Asbestic curiosity curtailed by professional scepsis.
“Not all of it, but several sequences.”
“That’s amazing, the brain’s not fully formed yet – ”
“No, not before much later, but it’s nevertheless capable of receiving engrams, which, however, usually become difficult to access; but they form the pattern or the matrix underlying the way we feel, the way we think, how we live and who we are.”
“Why would it be necessary to recollect the birth process?”
She found a partial parallel or a simile even in the floral and fruity citrus flavour of the wine as it suggested the Taunus quartzite covered by loam-loess – the equilibrium between Sun and rain – the touch of altitude and the mild temperature. The same stern causality prevailed everywhere.
“Unless you do that this pattern remains as a subconscious matrix that forms your life and as you have no knowledge of it you are left with no choice but to act it out automatically.”
“You mean that it’s a deconditioning process to remember it. The remembrance will dissolve or lessen the impact of the matrix; you’ll feel more free?”
Spontaneously aware of the issue she wanted Barbara to hear what he would say.
“You will be a little more conscious of why and how, and a little less likely to think, feel and act preconditionally, to repeat yourself ad nauseam. Such experiences often appear in symbolic form, feeling like a butterfly coming out of its pupa or a flower opening its petals to the rays of the Sun.”
Comme je descendais des Fleuves impassibles je ne me sentis plus guidé par les haleurs. A bottomless dream about that which it was best not to say anything. Clothes – however f
itting – demeaned the purity of her Nakedness. A truth limited by words would lose its life – a jellyfish taken out of the Sea.
“That’s another reason why Caesareans must be discouraged. Can I have your references?”
Because she had been so close to herself all her life the discrepancy between who she was and what she had become had not been pronounced enough to elicit such experiences. The gap had been too narrow to need a spark. There had always been a current running.

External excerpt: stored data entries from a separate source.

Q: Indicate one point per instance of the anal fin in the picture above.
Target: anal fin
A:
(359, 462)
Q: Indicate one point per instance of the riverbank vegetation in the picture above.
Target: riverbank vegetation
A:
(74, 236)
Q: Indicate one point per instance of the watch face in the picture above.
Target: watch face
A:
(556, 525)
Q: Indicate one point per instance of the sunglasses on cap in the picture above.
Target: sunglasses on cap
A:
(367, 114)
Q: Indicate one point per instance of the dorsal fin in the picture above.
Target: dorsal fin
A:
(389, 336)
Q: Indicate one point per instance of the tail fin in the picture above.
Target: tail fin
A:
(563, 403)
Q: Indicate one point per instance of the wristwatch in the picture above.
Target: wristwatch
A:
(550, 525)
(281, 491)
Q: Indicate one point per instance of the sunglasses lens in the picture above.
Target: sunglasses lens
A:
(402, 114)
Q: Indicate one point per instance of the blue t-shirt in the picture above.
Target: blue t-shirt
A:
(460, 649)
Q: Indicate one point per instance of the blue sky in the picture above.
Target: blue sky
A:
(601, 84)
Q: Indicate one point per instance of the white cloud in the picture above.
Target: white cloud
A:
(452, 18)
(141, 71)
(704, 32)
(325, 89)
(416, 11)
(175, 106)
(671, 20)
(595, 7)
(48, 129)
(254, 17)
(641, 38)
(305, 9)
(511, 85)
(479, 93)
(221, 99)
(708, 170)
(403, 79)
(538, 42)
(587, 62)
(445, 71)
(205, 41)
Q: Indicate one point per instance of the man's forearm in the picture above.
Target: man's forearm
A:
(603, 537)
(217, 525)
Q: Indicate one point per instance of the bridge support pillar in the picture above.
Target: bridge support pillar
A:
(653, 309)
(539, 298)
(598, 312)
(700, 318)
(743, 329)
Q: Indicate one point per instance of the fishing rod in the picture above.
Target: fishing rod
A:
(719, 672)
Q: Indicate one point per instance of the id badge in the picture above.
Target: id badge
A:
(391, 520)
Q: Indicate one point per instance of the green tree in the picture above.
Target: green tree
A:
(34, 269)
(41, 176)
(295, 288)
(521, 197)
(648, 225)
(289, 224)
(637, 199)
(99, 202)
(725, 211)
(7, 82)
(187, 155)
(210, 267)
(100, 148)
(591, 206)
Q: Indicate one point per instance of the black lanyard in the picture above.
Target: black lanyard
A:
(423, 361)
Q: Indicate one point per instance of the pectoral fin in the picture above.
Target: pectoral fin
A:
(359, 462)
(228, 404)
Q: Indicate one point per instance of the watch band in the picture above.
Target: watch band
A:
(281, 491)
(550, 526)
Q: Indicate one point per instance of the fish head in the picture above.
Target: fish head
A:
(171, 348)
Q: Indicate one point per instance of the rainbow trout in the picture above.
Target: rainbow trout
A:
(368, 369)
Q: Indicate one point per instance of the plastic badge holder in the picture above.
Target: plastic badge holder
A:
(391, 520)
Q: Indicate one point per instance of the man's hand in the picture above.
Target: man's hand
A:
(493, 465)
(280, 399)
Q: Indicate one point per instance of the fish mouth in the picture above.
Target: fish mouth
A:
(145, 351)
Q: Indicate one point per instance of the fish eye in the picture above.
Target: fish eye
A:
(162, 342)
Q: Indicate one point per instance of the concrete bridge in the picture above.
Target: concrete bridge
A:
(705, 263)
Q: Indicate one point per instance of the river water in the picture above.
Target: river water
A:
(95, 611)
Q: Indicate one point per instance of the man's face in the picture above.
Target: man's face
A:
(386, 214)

“I’ll send you some references as attached files to-day or to-morrow.”
“Thanks! But look! I’ve eaten all your smoked salmon. It was absolutely delicious.”
“I’m glad you liked it. As you know I had enough salmon for a lifetime as a child.”

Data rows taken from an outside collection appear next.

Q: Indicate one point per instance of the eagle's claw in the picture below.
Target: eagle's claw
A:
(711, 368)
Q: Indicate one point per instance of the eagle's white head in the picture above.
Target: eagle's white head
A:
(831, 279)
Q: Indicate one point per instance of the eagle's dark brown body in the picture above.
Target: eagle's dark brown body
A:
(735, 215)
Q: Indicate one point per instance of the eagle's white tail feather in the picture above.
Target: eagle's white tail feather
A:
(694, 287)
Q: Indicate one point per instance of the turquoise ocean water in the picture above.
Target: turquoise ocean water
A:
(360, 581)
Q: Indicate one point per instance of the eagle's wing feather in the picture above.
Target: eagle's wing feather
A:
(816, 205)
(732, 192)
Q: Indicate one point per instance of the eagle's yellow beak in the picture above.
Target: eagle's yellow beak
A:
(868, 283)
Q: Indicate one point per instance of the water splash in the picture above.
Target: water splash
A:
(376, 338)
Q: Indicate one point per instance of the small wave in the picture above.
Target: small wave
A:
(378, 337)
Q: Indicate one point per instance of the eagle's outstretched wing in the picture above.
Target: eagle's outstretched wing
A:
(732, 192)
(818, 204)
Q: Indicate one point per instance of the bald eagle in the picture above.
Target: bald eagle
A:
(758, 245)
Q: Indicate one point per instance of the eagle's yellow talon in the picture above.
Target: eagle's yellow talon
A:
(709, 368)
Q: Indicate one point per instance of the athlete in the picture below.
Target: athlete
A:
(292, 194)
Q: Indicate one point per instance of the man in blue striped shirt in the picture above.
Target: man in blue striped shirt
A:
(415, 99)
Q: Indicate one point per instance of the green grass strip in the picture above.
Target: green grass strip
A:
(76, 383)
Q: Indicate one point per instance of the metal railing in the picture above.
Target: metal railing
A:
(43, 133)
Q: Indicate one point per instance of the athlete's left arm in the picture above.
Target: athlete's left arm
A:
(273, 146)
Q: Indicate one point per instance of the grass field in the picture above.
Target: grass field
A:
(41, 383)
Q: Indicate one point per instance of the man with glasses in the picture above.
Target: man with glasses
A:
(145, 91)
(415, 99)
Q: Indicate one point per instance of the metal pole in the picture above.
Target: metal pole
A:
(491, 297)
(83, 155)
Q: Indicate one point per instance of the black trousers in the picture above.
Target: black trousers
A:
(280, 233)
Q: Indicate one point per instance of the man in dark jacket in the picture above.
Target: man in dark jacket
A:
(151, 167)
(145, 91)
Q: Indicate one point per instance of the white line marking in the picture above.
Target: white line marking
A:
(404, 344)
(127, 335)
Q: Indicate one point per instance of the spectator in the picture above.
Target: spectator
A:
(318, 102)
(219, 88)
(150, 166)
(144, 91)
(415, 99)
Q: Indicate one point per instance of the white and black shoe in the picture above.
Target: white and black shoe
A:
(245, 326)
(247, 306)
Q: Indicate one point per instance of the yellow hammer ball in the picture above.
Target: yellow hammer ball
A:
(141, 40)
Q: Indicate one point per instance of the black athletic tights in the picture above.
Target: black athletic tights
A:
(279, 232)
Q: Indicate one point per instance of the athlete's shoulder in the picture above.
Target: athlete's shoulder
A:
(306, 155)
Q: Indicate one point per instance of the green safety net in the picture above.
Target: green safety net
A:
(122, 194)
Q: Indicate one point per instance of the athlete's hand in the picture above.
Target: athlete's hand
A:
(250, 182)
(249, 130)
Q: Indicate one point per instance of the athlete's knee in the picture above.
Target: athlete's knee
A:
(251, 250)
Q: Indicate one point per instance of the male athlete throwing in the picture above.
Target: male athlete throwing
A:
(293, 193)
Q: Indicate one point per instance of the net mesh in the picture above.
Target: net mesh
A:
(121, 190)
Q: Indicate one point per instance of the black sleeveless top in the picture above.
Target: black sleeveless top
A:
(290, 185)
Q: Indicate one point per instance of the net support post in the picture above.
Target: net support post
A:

“Also childhood experiences determine the way we live. Because of the easy-going nature of life in the Caribbean I will never be able to understand the Puritanical work-ethics of British society, the hypocrisy, the twisted sexuality. Though I’m accepted because of my education, my skill and experience I will always remain outside looking in.”
Her lack of regret was a delight.
“But Barbara, that’s your advantage really. You’re independent.”
She could not tell her how much of a pariah she was herself – but Barbara had sensed it and it was one of the determining factors that had made them become fast friends.
“Since it’s not just people in Saint Kitts who take life as it is, but in the whole Caribbean, from Nassau to Kingston, I assume that there might be a genetic factor involved?”
“Of course there is. It’s Old Mother Africa laughing again.”
She was grateful for her origin and keen to prove her superiority – having both emotional depth and intellectual acumen. The best of both worlds because of the balance. A Leitmotif both day and night – determining the way she fought – the way she moved – how she made love.